La verdad es que las neuronas también nacen y mueren, en el sentido de que cambian, mutan y se degradan, pero asombra que los más sesudos y progresistas científicos del planeta hayan vuelto a la glándula pineal de nuestros ancestros o que, sencillamente, no adopten la prueba del nueve: lo mejor sería que se extrajeran el cerebro y todo el aparato neuronal, le dotaran de un aparato locomotor –posible- y otro digestivo –asimismo muy posible- y evaluaran el amor, la sensibilidad y la capacidad de aprendizaje del engendro conseguido. Pero, en el entretanto, los ateos se consuelan un tanto: al menos tienen el refugio del alma neuronal. Y si cuela, cuela.

La segunda opción agnóstica es el ateísmo maquinista. La progresía –por ejemplo El País y El Mundo- dedican más tiempo al alma neuronal, pero no descuidan la opción de la máquina inteligente. Aquí se invierten los términos –muy sutil-: no sólo es que el hombre no haya sido creado por Dios sino que el hombre se convierte en dios y crea seres humanos inteligentes. Es muy seria la cosa. El diario El País, arquetipo de la seriedad intelectual -figúrense, lo inventaron Polanco y Cebrián- nos sorprende con Cog, el robot que está haciendo el cursillo para ser dotado de alma. Y hasta podríamos convertirlo en forofo del Madrid. Lo dice la teóloga de los robots, uno de los miles de personajes seguidores de Isaac Asimov, una gran novelista que probablemente nunca pensó que sus novelas fueran a ser tomadas en serio por una banda de chiflados.

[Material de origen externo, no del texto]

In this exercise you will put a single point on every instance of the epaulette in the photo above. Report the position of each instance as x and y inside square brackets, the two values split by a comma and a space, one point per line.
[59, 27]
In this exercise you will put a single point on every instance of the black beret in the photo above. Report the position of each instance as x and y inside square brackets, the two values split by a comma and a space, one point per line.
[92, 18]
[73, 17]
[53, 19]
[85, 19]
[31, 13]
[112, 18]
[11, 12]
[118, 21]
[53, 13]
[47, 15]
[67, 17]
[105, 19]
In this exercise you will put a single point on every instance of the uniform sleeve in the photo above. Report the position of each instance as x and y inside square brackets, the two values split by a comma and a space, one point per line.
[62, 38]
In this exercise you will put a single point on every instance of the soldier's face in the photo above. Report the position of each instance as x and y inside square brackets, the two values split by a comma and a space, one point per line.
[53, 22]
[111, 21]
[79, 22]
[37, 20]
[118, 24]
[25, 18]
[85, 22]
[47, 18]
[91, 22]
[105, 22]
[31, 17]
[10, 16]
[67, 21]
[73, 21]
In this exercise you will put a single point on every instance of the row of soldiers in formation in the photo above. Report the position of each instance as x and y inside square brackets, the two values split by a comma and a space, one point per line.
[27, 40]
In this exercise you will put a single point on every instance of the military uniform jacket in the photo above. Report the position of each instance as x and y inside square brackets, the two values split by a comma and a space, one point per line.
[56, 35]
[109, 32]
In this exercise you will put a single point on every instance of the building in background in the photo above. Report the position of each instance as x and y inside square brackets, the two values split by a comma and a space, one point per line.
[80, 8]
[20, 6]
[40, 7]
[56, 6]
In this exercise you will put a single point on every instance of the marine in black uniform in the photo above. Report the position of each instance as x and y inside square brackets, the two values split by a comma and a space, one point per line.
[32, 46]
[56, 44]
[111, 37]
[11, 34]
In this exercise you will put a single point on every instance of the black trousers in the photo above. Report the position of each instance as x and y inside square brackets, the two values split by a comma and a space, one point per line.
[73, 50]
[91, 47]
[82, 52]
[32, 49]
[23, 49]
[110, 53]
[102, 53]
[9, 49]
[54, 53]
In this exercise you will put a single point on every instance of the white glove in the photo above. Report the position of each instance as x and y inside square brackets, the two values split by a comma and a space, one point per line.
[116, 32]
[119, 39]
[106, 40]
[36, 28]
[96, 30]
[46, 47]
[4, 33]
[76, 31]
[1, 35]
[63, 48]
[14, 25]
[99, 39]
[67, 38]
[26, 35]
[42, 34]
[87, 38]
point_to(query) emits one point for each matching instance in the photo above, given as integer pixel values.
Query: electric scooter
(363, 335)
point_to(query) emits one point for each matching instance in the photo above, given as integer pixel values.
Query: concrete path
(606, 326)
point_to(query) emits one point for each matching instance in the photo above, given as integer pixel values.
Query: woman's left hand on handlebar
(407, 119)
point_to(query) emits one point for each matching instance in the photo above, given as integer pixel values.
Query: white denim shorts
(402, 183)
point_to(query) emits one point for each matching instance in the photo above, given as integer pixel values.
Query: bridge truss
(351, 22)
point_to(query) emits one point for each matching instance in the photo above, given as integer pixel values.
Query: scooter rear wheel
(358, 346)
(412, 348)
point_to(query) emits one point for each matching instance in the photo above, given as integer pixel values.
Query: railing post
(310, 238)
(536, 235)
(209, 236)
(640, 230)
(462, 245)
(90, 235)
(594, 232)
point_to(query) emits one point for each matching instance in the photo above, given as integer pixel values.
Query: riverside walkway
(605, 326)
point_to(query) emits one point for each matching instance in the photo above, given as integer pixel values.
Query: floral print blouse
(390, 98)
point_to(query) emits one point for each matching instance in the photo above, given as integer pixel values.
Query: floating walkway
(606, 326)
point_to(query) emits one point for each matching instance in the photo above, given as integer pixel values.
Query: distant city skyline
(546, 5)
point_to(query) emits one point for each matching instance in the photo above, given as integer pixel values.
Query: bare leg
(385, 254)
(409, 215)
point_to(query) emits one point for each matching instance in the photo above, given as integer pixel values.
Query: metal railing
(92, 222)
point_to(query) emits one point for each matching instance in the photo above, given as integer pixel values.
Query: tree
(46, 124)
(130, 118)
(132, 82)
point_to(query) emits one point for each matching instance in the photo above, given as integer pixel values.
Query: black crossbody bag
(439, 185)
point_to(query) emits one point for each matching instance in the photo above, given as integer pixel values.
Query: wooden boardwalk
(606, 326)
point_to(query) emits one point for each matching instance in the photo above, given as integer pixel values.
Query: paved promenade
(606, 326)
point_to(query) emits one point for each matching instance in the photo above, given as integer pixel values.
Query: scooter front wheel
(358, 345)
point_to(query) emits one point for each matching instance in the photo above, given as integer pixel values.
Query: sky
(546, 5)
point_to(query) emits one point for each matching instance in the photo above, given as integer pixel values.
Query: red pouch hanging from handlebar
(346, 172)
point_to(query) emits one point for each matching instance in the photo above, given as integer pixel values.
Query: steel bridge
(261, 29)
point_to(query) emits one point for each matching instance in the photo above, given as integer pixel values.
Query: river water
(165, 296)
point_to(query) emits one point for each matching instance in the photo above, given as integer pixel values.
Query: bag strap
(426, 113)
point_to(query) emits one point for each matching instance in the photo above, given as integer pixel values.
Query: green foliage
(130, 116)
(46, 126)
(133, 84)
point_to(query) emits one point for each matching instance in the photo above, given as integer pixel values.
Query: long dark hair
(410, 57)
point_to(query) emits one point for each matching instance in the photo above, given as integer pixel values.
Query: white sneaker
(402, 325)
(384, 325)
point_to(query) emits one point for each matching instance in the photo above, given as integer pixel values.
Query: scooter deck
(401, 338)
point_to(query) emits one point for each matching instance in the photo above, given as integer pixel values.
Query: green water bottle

Así que los agnósticos, siempre deseosos de buscar alternativas a lo razonable, ya tiene dos juguetes con los que entretenerse. De este modo seguirán orillando la cuestión principal, que no es si existe un Dios creador, tampoco la residencia del alma o la imposibilidad del espíritu, sino ésta otra, mucho más primaria y radical: ¿Por qué existe algo?

Por cierto, mis queridos paisanos de la Fundación Príncipe de Asturias han otorgado sus premios de Comunicación y Humanidades a Nature y Science, dos exponentes del ateísmo neuronal, aunque la segunda, es más pluralista, y abre hueco al maquinismo, que no en vano, los premios que llevan el nombre del Príncipe Heredero del Reino de España constituyen uno de los puntales del Nuevo Orden Mundial (NOM). Nature y Science pertenecen a ese tipo de científicos a los que, como dicen en Polonia, Dios se ha dirigido en persona para asegurarles que no existe. Por eso tienen pruebas científicas sobre la falacia de Dios.

Pero no se apuren. La ciencia de los sabios es necedad ante Dios.

Así que ya lo saben: somos lo que comemos, somos los que fabricamos, pero, ante todo, siempre somos lo que somos. Y ahí radica el misterio: en que somos, y lo único que tenemos que descubrir es por qué estamos aquí. Bueno, por qué y para qué.